★★★
I remember seeing this when it first came out…it was at the High Museum’s Latin American Film festival. At that time, I didn’t know quite what to make of it. It was oddly evocative, but it was hard to put my finger on why.
This time around…knowing del Toro’s work so much better…I had no such problem. Cronos is a del Toro fantasy tale, plain and simple, and that’s what makes the film so compelling. First, there’s the dark morality issue. The grandfather, Jesus, makes a bad choice and is punished for that error. As that story element is worked out, del Toro uses elements that are bizarre or baroque, a tool kit he frequently uses. Scenes such as those with the cronos machine digging in suggest things I’d see later in Hell Boy and Blade II, as does the extreme make-up we see in Jesus. I saw another del Toro interest as I watched the preternatural granddaughter Aurora, who prefigures characters in The Devil’s Backbone and Pan’s Laybrinth.

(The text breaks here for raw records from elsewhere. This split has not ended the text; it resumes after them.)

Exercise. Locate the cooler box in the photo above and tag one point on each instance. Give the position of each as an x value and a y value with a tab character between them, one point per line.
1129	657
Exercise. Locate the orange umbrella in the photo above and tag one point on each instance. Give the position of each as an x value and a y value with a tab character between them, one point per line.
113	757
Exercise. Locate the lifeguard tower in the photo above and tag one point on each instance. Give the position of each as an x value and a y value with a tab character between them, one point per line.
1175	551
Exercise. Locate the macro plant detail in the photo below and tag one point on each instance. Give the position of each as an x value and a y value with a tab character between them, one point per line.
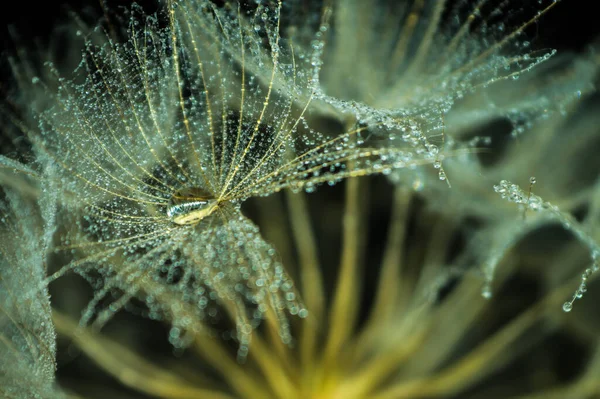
170	170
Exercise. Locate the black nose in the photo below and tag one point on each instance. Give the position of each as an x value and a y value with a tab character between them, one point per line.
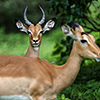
35	40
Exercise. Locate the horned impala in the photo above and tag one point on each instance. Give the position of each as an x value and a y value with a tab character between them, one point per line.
40	80
35	32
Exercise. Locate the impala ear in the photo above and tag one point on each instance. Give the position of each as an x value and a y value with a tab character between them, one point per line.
21	26
68	31
49	25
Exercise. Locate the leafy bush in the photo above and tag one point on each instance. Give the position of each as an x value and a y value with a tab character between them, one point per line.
88	91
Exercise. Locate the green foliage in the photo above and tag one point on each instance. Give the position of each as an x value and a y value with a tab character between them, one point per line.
87	91
70	10
14	9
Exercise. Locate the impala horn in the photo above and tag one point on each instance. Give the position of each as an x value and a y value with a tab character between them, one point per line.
43	17
25	18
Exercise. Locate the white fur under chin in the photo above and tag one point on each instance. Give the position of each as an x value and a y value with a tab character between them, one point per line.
36	48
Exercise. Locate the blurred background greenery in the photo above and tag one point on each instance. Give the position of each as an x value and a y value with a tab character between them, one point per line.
55	46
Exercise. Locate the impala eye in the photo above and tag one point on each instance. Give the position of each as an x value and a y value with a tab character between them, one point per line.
84	41
29	32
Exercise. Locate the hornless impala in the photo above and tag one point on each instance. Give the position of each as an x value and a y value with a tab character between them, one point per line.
40	80
35	32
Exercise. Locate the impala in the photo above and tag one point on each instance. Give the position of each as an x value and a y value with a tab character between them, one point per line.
38	79
35	32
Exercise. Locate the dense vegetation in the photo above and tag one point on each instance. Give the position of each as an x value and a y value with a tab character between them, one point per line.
55	45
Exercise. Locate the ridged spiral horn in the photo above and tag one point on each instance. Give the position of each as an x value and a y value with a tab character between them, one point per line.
25	18
43	17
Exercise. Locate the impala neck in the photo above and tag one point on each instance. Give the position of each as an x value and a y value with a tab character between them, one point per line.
68	72
32	52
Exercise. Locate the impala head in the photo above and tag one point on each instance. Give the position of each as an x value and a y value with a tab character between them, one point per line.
35	31
84	43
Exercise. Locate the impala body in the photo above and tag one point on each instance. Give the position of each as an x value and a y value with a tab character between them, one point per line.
41	80
35	32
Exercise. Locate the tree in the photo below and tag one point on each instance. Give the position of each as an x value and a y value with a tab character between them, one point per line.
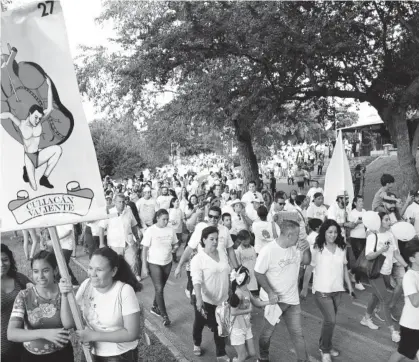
251	67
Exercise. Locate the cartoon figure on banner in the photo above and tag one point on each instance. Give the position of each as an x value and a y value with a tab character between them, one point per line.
31	112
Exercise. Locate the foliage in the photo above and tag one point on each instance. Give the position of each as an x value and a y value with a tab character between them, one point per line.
120	150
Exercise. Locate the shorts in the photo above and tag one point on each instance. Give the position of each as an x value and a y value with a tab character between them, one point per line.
398	272
239	336
409	342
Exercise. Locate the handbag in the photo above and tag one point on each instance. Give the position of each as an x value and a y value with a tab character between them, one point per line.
370	268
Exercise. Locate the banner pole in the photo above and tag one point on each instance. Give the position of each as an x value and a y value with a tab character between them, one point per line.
62	267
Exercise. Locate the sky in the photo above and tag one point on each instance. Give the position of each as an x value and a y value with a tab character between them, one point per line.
82	29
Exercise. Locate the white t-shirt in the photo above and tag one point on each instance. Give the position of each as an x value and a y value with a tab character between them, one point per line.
67	242
412	212
104	312
176	220
160	242
382	239
213	276
359	230
328	270
317	212
281	267
224	238
410	314
263	231
146	210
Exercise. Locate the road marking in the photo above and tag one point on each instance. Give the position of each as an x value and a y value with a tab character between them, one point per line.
361	338
310	358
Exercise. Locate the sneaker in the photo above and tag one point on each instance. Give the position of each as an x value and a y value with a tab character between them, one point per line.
359	286
197	350
395	336
367	322
378	315
166	321
333	352
326	357
156	311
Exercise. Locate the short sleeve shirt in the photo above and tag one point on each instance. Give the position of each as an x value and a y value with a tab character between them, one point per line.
37	313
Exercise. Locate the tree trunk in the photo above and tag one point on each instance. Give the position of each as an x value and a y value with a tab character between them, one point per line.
247	157
407	162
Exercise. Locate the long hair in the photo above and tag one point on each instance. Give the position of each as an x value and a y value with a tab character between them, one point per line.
13	267
234	300
321	238
124	272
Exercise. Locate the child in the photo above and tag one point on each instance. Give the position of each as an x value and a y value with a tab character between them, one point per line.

And then there’s the vaguely once-upon-a-time feeling here. That’s certainly something we see in later del Toro, too.
My hang up first time around was that I kept wanting to see what the story was getting at beyond what I was watching. This time around, I watched Cronos as a fantasy that had no real significance beyond being an engaging story with fantastic elements. For a good movie, that’s plenty.